The specific details of Gustafson’s hire and first shows are now a bit fuzzy for many of those who were involved in the process, but Gustafson does remember he wasn’t initially hired when the position opened.

It was only when the previous conductor left following the 1986 season — his only season with the local symphony — that the symphony decided to hire a conductor more interested in calling Grand Junction home than using the job as a stepping stone, said Nisley, a member of the search committee when Gustafson was hired.

An job offer was extended to Gustafson in 1987, and he immediately moved from Denver to Grand Junction. He came for musical opportunities withe symphony, but also for the chance to teach at then-Mesa State College — “I like to teach.”­ he said — and take part in all the area’s outdoor recreation.

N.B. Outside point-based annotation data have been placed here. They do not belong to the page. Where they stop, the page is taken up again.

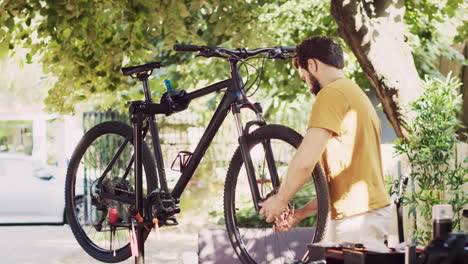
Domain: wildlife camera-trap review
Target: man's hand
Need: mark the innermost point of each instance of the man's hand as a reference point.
(273, 207)
(290, 219)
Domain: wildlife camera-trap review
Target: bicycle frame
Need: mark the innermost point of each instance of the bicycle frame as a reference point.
(234, 99)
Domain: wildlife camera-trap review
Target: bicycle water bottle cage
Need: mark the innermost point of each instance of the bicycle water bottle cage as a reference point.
(176, 99)
(182, 159)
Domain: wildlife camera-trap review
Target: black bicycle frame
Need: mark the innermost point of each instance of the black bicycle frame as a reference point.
(233, 100)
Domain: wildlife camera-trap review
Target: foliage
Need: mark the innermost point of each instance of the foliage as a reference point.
(430, 149)
(16, 136)
(84, 43)
(433, 26)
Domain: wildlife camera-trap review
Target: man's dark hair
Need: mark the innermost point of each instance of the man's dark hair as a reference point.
(321, 48)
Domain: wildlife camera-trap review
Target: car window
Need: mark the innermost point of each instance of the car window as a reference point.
(14, 168)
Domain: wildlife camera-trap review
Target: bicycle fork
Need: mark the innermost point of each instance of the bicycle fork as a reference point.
(247, 159)
(137, 124)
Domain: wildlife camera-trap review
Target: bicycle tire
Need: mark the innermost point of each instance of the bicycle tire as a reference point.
(100, 132)
(293, 139)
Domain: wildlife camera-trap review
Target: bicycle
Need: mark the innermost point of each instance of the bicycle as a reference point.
(118, 208)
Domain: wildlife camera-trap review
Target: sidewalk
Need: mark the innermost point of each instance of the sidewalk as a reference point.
(56, 245)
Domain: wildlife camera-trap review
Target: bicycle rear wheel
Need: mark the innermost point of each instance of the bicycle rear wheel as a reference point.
(254, 240)
(89, 220)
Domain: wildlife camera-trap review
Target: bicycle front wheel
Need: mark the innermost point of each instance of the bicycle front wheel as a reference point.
(102, 163)
(254, 240)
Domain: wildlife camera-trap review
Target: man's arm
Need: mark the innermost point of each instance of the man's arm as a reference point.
(299, 171)
(303, 162)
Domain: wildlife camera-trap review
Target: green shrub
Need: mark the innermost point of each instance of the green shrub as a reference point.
(431, 151)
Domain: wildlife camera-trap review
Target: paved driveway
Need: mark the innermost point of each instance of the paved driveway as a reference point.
(56, 245)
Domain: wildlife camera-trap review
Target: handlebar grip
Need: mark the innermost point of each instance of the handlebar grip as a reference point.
(190, 48)
(289, 49)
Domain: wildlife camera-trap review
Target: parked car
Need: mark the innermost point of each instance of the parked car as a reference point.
(30, 192)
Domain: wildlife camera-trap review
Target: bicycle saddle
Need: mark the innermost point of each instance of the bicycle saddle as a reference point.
(141, 68)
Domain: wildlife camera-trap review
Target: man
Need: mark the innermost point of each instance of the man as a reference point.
(344, 135)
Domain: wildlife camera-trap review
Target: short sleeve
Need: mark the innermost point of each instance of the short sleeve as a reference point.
(328, 110)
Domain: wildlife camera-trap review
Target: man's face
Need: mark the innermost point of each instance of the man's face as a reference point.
(306, 76)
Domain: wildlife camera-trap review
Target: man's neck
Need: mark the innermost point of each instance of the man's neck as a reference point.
(330, 76)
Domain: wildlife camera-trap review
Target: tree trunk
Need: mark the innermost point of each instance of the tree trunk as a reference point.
(374, 30)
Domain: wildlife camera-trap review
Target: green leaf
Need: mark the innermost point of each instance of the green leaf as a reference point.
(10, 23)
(4, 47)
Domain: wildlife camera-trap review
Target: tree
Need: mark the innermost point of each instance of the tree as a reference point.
(84, 43)
(375, 29)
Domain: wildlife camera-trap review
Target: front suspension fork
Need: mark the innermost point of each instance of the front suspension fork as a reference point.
(247, 159)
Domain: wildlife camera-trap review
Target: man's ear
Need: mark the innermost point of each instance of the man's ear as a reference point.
(312, 65)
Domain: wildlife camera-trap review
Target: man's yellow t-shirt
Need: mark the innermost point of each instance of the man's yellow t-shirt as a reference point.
(352, 159)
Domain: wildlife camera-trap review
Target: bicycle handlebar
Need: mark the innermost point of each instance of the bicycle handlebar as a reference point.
(273, 53)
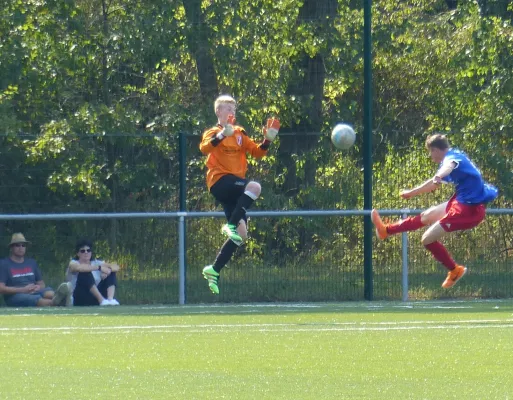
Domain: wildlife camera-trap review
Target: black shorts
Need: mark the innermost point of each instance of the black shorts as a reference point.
(227, 191)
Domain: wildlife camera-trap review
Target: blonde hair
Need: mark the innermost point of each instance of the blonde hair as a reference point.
(224, 99)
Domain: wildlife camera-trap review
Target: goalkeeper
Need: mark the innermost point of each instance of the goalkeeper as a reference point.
(226, 146)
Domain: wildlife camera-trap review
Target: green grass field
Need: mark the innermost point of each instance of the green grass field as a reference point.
(420, 350)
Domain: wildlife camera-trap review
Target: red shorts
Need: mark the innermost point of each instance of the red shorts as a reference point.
(459, 216)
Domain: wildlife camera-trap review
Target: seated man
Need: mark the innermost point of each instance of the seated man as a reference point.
(21, 282)
(93, 281)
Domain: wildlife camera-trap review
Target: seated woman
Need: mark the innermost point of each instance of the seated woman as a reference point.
(94, 281)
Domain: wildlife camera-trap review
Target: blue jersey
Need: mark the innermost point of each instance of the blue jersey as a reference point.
(470, 186)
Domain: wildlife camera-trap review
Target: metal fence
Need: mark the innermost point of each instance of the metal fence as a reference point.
(307, 260)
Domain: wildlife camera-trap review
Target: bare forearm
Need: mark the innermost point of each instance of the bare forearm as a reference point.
(113, 267)
(427, 187)
(76, 267)
(10, 290)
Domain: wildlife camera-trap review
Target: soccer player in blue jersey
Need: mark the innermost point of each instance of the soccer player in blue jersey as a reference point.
(464, 210)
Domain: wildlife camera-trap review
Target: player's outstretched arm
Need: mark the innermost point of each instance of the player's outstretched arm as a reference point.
(426, 187)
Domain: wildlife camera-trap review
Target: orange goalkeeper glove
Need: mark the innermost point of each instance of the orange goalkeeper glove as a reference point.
(271, 129)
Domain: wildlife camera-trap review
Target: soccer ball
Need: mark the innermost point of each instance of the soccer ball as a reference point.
(343, 136)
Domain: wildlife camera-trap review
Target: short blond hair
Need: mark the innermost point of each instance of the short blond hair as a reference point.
(224, 99)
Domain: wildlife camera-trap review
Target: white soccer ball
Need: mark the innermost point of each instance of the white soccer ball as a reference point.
(343, 136)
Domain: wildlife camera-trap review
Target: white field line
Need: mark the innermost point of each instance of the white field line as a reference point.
(279, 327)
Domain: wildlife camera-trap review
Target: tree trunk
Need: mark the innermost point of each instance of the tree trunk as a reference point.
(199, 45)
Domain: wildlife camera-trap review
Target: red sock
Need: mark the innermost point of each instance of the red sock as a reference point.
(441, 254)
(405, 225)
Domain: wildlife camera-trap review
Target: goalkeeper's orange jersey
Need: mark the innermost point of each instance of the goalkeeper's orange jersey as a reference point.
(228, 156)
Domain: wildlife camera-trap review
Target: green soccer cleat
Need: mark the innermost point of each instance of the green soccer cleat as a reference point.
(231, 231)
(212, 277)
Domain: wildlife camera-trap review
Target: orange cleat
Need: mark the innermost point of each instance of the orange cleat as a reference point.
(381, 228)
(454, 276)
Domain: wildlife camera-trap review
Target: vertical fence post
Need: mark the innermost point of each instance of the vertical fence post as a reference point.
(181, 259)
(404, 243)
(367, 150)
(182, 151)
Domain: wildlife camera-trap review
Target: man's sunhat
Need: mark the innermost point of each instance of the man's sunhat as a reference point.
(18, 238)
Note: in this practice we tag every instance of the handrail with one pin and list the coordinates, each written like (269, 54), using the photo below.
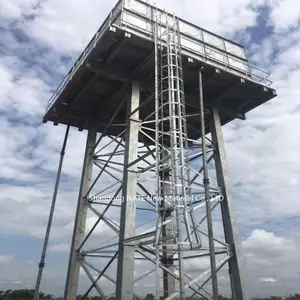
(250, 72)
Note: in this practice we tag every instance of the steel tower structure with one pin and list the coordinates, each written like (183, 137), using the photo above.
(156, 141)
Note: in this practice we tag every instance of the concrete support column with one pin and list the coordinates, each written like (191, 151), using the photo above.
(80, 218)
(232, 234)
(125, 274)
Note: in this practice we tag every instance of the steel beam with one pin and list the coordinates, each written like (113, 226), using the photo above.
(80, 218)
(214, 278)
(47, 235)
(125, 271)
(231, 229)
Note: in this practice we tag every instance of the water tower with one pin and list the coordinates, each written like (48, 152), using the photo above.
(153, 92)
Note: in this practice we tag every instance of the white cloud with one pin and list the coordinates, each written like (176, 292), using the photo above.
(267, 279)
(5, 259)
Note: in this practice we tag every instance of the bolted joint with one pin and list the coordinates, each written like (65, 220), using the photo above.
(230, 249)
(206, 181)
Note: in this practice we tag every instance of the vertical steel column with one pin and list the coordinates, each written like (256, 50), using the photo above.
(80, 218)
(46, 240)
(231, 230)
(125, 271)
(211, 242)
(169, 282)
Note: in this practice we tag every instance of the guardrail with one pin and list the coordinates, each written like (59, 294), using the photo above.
(116, 16)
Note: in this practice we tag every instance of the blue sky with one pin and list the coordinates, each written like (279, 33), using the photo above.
(39, 41)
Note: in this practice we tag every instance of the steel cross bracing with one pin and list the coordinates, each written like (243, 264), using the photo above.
(156, 214)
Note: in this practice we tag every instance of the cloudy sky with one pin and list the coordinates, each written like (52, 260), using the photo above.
(39, 41)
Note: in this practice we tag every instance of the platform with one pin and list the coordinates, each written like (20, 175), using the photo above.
(123, 50)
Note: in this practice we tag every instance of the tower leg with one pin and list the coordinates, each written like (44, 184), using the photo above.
(80, 218)
(169, 282)
(47, 235)
(231, 230)
(125, 275)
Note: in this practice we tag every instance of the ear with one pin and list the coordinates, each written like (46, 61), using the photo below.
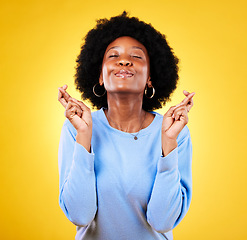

“When Kirk came, I felt like he was committed to being here and that was a comfortable feeling,” Musselman said.

Gustafson never harbored ill-feelings toward symphony members for not selecting him when they had the initial opportunity, he said. Instead, he was thankful to be a conductor regardless of how it happened.

“A lot of conductors will get a job and constantly look for the next rung up: an orchestra with a bigger budget, more professional players,” Gustafson said. “My interest was always in building an orchestra. To me, it’s very rewarding to watch this orchestra (grow).”

Under Gustafson’s directorship, the symphony’s budget has quadrupled, the number of musicians has increased, and the technical ability of the players has improved, Gustafson said.

As music director, Gustafson selects the music for each show, leads rehearsals and conducts concerts.

It’s a full-time, administrative position, and his contract expires in four years. At that time, retirement is an option, he said, and the opening here likely will draw “300 or so” applicants because “conducting positions are very, very competitive.”

If, and when, Gustafson does decide to retire, he likely won’t leave Grand Junction because, just as he anticipated when he was hired as a 32-year-old, he has immersed himself in a life outside the symphony.

He officiates high school soccer games and, over the years, has officiated soccer games at all levels from semi-professional to youth soccer. His three boys all played soccer so he decided to officiate instead of coach because he was going to be there anyway.

He also hunts, fishes and rides horses. He even has his pilot’s license.

His desire to live in Grand Junction and lead the symphony isn’t lost on the musicians who have been with him every step of the way.

“It’s very unique to find a person who’s that strong musically to take us from where we were to where we are now and still fit into our small community,” Musselman said.